Department of Multimedia, Laboratory for Biomedical Computer Systems and Imaging, Faculty of Computer and Information Science, University of Ljubljana, Ljubljana, Slovenia.
Department of Obstetrics and Gynecology, Faculty of Medicine, University of Ljubljana, Ljubljana, Slovenia.
PLoS One. 2024 Sep 12;19(9):e0308797. doi: 10.1371/journal.pone.0308797. eCollection 2024.

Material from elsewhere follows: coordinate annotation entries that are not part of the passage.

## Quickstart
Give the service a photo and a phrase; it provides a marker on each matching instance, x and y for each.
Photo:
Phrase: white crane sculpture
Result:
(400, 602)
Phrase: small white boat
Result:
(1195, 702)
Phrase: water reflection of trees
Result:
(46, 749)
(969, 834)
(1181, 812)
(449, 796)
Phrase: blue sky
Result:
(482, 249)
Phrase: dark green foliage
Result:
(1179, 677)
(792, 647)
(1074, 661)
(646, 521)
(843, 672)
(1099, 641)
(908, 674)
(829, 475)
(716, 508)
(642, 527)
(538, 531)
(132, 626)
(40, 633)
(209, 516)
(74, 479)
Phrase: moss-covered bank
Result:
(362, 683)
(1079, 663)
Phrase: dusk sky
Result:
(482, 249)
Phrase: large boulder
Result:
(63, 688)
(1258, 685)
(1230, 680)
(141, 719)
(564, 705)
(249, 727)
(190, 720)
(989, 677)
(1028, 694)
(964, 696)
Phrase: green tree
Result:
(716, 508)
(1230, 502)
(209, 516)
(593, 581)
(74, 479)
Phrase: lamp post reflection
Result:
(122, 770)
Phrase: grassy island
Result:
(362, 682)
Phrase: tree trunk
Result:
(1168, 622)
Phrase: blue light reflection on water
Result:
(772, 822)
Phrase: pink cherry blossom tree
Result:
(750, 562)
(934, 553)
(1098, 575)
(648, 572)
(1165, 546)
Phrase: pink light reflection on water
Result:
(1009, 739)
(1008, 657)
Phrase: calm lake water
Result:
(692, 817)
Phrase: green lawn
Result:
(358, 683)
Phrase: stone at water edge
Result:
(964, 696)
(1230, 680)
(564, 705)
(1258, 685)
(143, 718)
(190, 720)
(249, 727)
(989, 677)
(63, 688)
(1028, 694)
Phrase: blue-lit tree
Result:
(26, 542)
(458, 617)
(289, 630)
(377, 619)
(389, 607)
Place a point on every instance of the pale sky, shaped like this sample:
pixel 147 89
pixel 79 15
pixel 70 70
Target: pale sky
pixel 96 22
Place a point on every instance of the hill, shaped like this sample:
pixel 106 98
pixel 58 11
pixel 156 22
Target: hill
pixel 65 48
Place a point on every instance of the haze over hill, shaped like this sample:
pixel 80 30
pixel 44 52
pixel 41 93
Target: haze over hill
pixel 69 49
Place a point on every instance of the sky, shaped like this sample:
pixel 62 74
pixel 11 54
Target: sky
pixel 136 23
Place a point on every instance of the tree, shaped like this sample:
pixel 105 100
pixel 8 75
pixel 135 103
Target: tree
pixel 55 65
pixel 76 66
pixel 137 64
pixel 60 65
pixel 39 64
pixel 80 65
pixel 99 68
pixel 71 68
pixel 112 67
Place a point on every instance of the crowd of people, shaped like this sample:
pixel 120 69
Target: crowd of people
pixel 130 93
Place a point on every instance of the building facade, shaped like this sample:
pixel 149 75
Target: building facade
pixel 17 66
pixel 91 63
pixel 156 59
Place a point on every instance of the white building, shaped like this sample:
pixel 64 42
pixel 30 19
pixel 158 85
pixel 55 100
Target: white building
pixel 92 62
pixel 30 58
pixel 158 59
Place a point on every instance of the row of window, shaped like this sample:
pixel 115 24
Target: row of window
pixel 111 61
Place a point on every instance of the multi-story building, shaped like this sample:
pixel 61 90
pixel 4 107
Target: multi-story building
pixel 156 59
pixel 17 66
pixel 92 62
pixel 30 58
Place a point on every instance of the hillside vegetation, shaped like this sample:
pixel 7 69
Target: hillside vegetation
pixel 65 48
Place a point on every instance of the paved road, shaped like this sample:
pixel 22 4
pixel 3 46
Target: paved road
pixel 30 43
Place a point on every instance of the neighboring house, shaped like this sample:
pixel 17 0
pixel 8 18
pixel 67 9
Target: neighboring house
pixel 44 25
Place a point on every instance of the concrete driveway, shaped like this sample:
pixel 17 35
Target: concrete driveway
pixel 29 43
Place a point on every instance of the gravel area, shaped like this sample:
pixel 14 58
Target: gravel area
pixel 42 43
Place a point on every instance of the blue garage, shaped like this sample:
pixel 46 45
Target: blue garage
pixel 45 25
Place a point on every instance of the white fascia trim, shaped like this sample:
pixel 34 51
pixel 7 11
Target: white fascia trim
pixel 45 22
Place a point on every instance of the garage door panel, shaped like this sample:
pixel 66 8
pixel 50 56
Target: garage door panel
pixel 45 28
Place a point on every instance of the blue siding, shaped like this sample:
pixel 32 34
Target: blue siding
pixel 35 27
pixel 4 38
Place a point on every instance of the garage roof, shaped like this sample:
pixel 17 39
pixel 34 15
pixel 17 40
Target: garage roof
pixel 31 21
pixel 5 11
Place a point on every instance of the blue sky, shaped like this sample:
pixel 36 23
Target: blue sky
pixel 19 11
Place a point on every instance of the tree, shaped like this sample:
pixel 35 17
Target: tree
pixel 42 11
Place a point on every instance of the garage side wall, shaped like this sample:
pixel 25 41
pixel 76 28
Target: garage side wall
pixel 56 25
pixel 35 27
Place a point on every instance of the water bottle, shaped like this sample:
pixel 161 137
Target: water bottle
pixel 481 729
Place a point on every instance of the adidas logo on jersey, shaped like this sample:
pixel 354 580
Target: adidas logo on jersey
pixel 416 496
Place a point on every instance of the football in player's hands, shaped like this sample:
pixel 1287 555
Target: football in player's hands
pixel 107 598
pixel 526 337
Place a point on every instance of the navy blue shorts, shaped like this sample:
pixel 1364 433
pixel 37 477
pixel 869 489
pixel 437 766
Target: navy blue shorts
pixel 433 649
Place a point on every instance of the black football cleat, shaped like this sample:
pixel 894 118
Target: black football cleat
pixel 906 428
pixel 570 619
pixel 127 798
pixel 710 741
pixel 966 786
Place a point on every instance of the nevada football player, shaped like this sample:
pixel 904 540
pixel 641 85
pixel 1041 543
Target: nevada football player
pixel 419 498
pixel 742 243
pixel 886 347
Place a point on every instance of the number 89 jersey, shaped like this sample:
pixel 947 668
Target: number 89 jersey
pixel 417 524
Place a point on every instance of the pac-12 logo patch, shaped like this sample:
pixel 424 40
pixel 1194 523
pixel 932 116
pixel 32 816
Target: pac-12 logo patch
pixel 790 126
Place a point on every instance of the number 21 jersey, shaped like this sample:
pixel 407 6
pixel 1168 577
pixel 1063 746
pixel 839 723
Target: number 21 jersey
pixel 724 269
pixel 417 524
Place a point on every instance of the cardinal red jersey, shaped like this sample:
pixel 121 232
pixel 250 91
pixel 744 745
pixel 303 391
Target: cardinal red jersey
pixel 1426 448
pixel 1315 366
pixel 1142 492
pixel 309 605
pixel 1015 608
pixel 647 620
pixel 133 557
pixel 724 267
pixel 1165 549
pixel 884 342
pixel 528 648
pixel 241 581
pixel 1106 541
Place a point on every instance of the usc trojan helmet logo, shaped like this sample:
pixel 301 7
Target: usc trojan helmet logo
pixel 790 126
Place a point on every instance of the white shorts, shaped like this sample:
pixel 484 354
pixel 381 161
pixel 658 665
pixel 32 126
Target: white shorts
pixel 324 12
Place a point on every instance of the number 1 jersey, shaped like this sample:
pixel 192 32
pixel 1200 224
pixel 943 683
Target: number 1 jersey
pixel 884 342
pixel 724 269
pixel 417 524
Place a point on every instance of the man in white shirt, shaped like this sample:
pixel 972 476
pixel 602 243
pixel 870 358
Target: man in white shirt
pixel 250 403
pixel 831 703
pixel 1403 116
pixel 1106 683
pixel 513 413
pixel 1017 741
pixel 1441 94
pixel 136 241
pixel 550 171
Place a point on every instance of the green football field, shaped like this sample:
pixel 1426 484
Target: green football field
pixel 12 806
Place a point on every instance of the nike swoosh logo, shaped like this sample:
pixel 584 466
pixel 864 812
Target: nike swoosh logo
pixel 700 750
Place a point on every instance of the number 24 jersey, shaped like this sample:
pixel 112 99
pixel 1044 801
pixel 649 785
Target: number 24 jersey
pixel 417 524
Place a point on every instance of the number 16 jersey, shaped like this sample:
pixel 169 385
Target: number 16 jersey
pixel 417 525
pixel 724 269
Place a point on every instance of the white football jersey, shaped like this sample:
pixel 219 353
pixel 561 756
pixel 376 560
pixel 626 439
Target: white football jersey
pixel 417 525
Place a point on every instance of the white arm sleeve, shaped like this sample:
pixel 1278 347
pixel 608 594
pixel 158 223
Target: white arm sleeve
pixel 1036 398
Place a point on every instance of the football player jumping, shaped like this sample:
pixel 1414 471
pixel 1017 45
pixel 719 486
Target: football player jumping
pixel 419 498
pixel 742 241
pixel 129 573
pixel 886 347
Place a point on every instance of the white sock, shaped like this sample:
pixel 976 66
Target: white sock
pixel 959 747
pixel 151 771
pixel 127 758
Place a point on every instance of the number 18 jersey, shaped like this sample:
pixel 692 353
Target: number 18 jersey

The current trends in the development of methods for non-invasive prediction of premature birth based on the electromyogram of the uterus, i.e., electrohysterogram (EHG), suggest an ever-increasing use of large number of features, complex models, and deep learning approaches. These "black-box" approaches rarely provide insights into the underlying physiological mechanisms and are not easily explainable, which may prevent their use in clinical practice. Alternatively, simple methods using meaningful features, preferably using a single feature (biomarker), are highly desirable for assessing the danger of premature birth. To identify suitable biomarker candidates, we performed feature selection using the stabilized sequential-forward feature-selection method employing learning and validation sets, and using multiple standard classifiers and multiple sets of the most widely used features derived from EHG signals. The most promising single feature to classify between premature EHG records and EHG records of all other term delivery modes evaluated on the test sets appears to be Peak Amplitude of the normalized power spectrum (PA) of the EHG signal in the low frequency band (0.125-0.575 Hz) which closely matches the known Fast Wave Low (FWL) frequency band. For classification of EHG records of the publicly available TPEHG DB, TPEHGT DS, and ICEHG DS databases, using the Partition-Synthesis evaluation technique, the proposed single feature, PA, achieved Classification Accuracy (CA) of 76.5% (AUC of 0.81). In combination with the second most promising feature, Median Frequency (MF) of the power spectrum in the frequency band above 1.0 Hz, which relates to the maternal resting heart rate, CA increased to 78.0% (AUC of 0.86). The developed method in this study for the prediction of premature birth outperforms single-feature and many multi-feature methods based on the EHG, and existing non-invasive chemical and molecular biomarkers. The developed method is fully automatic, simple, and the two proposed features are explainable.
目前,基于子宫肌电图(EHG)即电子宫描记术(EHG)的非侵入性早产预测方法的发展趋势表明,越来越多地使用大量特征、复杂模型和深度学习方法。这些“黑盒”方法很少提供对潜在生理机制的深入了解,也不容易解释,这可能会阻止它们在临床实践中的使用。相反,使用有意义特征的简单方法,最好使用单个特征(生物标志物),非常适合评估早产的危险。为了识别合适的生物标志物候选者,我们使用稳定的顺序前向特征选择方法,使用学习和验证集,并使用多个标准分类器和从 EHG 信号中导出的多个最广泛使用的特征集,对早产 EHG 记录和所有其他足月分娩模式的 EHG 记录进行分类。在测试集中评估的最有前途的单个特征似乎是 EHG 信号在低频带(0.125-0.575 Hz)的归一化功率谱的峰幅度(PA),它与已知的快速波低频(FWL)频带非常匹配。对于使用 Partition-Synthesis 评估技术的公开可用 TPEHG DB、TPEHGT DS 和 ICEHG DS 数据库中的 EHG 记录分类,所提出的单个特征 PA 实现了 76.5%的分类准确性(AUC 为 0.81)。与第二个最有前途的特征,即高于 1.0 Hz 的频带中的功率谱的中值频率(MF)结合使用,该特征与母体静息心率有关,CA 增加到 78.0%(AUC 为 0.86)。本研究中用于预测早产的方法优于基于 EHG 的单一特征和许多多特征方法,以及现有的非侵入性化学和分子生物标志物。所开发的方法完全自动、简单,并且所提出的两个特征是可解释的。